Simon and Katie Ford were devastated to discover the bird – still warm – in their back paddock in Eucalyptus Way last Thursday.
“We are planting native trees and want to encourage the birds back. We were shocked someone would shoot such a beautiful animal,” said Katie.
“We did hear from neighbours that some teenage boys at our end of the valley have been seen target shooting in the last week. A few people have responded on our valley Facebook page about seeing the bird in the few days prior and are horrified that it has been killed.”
DOC biodiversity ranger David Moss says shooting the falcon is unacceptable, no matter what the circumstances.
“It was a direct hit from a low calibre weapon, such as a .22 and appears to be intentional. For someone to shoot this bird is appalling. Not only is the kārearea a threatened species, it is a symbol of New Zealand and graces our 20-dollar note.”
“This was a young bird, probably the offspring of a pair nested nearby. A falcon in your area should be a celebration – a sign of a healthy ecosystem. Instead someone has taken its life.”
New Zealand falcon are the only falcon endemic to this country and are a top predator. They can reach speeds of up to 100km/h and hunt a range of large prey such as mammals and lizards, but other birds make up most of their diet.
“Birds are their natural food source. Unfortunately this can include domestic poultry, doves and pigeons,” said Mr Moss.
“If people experience problems with falcons attaching domestic birds, contact your local DOC office for advice, but don’t shoot them!”

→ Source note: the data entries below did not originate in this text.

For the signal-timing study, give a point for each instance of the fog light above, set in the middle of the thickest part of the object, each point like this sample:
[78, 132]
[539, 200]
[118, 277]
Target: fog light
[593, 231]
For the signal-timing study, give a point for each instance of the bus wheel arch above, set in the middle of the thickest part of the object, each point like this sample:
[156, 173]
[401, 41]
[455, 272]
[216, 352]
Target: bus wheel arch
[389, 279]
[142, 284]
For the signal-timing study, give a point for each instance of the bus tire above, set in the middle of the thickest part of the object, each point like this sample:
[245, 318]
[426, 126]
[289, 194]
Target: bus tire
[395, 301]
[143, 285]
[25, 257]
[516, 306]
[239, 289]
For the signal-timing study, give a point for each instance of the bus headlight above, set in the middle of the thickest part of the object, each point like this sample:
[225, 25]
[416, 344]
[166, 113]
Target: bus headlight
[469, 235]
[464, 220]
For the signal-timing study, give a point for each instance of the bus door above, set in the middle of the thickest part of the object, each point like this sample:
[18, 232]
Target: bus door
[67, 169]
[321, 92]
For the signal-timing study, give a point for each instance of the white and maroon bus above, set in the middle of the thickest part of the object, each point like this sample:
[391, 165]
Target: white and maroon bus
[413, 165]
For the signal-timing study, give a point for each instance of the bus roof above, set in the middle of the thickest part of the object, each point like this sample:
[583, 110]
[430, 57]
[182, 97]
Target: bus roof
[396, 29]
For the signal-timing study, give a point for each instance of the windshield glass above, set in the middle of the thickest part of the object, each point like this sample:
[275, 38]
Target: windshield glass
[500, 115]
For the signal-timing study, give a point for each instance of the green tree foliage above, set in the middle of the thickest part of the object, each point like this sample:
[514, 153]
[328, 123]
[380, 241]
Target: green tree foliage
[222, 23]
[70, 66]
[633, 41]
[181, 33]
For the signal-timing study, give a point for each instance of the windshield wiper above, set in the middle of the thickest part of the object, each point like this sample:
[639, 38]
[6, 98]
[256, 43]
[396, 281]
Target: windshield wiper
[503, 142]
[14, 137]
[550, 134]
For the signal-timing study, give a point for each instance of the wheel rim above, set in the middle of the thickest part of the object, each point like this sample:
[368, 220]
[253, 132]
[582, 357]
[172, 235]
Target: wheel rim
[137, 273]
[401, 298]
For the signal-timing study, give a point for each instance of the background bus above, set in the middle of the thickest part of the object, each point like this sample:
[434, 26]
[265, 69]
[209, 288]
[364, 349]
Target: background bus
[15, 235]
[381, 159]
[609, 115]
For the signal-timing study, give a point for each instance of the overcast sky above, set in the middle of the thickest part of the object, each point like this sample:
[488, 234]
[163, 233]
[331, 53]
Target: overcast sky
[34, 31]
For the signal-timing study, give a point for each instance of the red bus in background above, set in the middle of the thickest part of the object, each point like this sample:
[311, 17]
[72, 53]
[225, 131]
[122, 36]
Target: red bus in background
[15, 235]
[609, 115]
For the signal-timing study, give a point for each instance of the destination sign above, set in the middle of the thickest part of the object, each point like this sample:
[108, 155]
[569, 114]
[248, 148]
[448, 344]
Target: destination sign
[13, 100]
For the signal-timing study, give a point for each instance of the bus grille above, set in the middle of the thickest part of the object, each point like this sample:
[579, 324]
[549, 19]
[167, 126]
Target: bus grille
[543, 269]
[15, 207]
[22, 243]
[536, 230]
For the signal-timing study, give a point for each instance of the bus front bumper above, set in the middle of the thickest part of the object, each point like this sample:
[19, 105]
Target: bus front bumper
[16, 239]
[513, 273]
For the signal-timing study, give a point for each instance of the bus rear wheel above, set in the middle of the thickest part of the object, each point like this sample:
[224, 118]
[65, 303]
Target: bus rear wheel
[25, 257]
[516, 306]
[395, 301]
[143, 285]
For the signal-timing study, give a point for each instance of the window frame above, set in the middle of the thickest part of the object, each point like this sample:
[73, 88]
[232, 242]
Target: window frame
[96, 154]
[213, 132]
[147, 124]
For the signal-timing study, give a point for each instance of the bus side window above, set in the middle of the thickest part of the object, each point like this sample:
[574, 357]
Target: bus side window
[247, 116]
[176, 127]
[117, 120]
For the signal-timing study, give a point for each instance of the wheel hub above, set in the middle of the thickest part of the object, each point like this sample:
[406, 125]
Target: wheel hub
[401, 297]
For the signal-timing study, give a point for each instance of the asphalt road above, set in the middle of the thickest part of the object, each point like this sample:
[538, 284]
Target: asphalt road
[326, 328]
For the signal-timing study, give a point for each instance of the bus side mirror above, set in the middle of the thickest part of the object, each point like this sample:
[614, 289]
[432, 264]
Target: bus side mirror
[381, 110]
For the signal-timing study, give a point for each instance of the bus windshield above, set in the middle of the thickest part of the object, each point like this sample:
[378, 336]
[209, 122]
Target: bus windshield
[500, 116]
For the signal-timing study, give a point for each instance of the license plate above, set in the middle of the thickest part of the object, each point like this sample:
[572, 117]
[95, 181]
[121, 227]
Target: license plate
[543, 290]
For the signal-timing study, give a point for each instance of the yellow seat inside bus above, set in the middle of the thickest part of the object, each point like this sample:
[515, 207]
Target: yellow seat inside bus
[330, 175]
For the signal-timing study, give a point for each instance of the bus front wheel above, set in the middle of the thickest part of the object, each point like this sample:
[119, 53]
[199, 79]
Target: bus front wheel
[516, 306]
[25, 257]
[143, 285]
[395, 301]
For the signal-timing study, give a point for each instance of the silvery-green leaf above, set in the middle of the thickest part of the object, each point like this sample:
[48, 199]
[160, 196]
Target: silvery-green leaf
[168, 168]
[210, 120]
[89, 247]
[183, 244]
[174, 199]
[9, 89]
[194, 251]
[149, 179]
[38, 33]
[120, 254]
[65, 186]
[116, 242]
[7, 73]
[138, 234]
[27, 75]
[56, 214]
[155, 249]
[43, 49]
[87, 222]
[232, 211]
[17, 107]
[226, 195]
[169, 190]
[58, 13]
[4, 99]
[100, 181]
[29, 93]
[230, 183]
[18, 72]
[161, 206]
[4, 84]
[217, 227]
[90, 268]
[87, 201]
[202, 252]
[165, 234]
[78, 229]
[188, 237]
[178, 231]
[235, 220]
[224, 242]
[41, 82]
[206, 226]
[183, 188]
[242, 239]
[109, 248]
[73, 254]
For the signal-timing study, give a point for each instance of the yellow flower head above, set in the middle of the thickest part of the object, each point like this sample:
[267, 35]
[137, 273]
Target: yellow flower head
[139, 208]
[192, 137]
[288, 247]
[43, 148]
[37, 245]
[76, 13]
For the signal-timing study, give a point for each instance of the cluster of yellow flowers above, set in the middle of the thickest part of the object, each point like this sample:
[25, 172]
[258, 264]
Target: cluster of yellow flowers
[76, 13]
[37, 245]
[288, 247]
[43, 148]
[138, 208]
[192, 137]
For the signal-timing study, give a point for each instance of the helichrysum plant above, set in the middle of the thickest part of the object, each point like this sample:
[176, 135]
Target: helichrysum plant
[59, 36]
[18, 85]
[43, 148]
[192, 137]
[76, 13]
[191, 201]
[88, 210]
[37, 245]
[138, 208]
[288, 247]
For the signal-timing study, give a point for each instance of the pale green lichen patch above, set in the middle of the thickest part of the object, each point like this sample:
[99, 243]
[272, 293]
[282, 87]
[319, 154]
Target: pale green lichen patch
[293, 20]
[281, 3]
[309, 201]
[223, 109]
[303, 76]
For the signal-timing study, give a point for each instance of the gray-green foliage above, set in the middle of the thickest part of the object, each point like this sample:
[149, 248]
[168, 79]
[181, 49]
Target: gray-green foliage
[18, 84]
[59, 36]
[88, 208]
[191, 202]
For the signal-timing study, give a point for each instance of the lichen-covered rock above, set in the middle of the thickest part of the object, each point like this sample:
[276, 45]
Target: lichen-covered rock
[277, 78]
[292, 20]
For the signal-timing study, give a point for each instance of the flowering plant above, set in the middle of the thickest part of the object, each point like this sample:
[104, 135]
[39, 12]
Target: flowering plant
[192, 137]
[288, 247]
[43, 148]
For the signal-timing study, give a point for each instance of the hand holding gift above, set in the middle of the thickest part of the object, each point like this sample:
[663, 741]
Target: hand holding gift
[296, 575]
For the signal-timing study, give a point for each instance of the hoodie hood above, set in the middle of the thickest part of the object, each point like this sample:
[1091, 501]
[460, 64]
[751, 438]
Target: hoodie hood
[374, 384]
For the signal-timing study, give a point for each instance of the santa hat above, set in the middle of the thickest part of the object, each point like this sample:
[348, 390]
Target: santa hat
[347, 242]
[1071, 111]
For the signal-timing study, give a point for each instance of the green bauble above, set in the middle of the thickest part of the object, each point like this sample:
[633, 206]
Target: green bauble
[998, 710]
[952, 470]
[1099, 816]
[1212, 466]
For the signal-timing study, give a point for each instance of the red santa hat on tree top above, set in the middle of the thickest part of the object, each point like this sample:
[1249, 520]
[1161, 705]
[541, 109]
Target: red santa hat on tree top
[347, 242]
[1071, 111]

DOC is appealing for information about the shooting – contact the Kapiti Wellington office on +64 4 470 8412.
What you can do
Falcons often nest on the ground, under a rocky outcrop or tree stump. Help protect nesting falcon by controlling predators in their habitat (cats, hedgehogs, stoats, weasels, ferrets and rats). Eggs and nestlings are more likely to survive, and there will be more natural food available.